Grundsätzlich ist das Ermittlungsgeheimnis zu wahren. Auskünfte darf lediglich der Anwalt des Beschuldigten erhalten, nicht einmal der Delinquent selbst oder gar ein Dritter wie Klimmt. Der Justizminister hätte deshalb dem SPD-Fraktionschef keinerlei Zusagen --- S.35 geben dürfen, ihn über den Stand des Ermittlungsverfahrens gegen Lacour zu informieren.
Als verbotener Eingriff in ein Verfahren gilt bereits, wenn Ermittlungsdetails an Dritte ausgeplaudert werden, denn dadurch könnten Nachforschungen erschwert oder gar verhindert werden.
"Wer absichtlich oder wissentlich ganz oder zum Teil vereitelt, daß ein anderer dem Strafgesetz gemäß wegen einer rechtswidrigen Tat bestraft wird", heißt es schließlich im Strafgesetzbuch, dem drohen bis zu fünf Jahren Gefängnis. Auch der Versuch ist strafbar.
Justizminister Walter war trotz einer ersten Zusage am Freitag voriger Woche für den SPIEGEL plötzlich nicht mehr zu erreichen. Klimmt dagegen, mit den Vorwürfen konfrontiert, bestreitet gar nicht, für seinen alten Duz-Freund Lacour interveniert zu haben. Einen entsprechenden Aktenhefter mit der Korrespondenz gibt er bereitwillig zur Einsicht heraus.
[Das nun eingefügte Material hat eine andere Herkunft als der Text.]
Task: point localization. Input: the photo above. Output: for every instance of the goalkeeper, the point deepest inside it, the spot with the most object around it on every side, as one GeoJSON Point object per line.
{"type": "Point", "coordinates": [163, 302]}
Daß er die Grenzen des Gesetzes überschritten und die Gebote politischer Klugheit mißachtet hat, mag er nicht erkennen.
Es gehöre schließlich zu den Aufgaben eines Politikers, argumentiert er, "Menschen im Grenzbereich der Gesellschaft zu helfen". Ein edler Versuch also zur Resozialisierung eines Gestrauchelten beizutragen?
Die wäre bei Lacour tatsächlich dringend geboten. Vielfach attestierten ihm Saarbrücker Richter, er sei "gefährlich" und "gefürchtet". Seine Vorstrafen füllen dicke Aktenordner: verbotenes Glücksspiel, Betrug, Körperverletzung, bewaffneter Raubüberfall und am Ende die Mordanklage.
Der SPD-Fraktionsvorsitzende sagt, dies alles sei ihm bekannt gewesen: "Lacour war hier ein böser Bube." Deshalb, gesteht Klimmt zu, seien seine Briefe an den Delinquenten heute "interpretierbar".
Er weist aber jeden Verdacht von sich, er habe dem alten Kumpan besondere Gefälligkeiten erwiesen oder gar, wegen gemeinsamer dunkler Punkte aus der Vergangenheit, erweisen müssen. Er habe sich beim Justizminister Walter lediglich erkundigt, ob das Ermittlungsverfahren im Mordfall Weirich eingestellt sei oder nicht.
Doch solche Erklärungen sind wenig plausibel. Für einen simplen Sachstandsbericht hätte es kaum mehrerer Gespräche mit dem Justizminister bedurft. Und außerdem hat Lacour ja auch noch einen Rechtsanwalt.
Nicht nur Lafontaines Wahlkampfmanager hat sich um einen Kumpel gekümmert. Auch der Chef selbst hat einen alten Kneipenkumpan mit Wohltaten versorgt - im Staatsdienst: Er holte einen ehemaligen Anführer der gefürchteten Rockerbande "Road Gang", den stadtbekannten Schläger und Lacour-Spezi Totila Schott, 51, als Mädchen für alles in seine Staatskanzlei.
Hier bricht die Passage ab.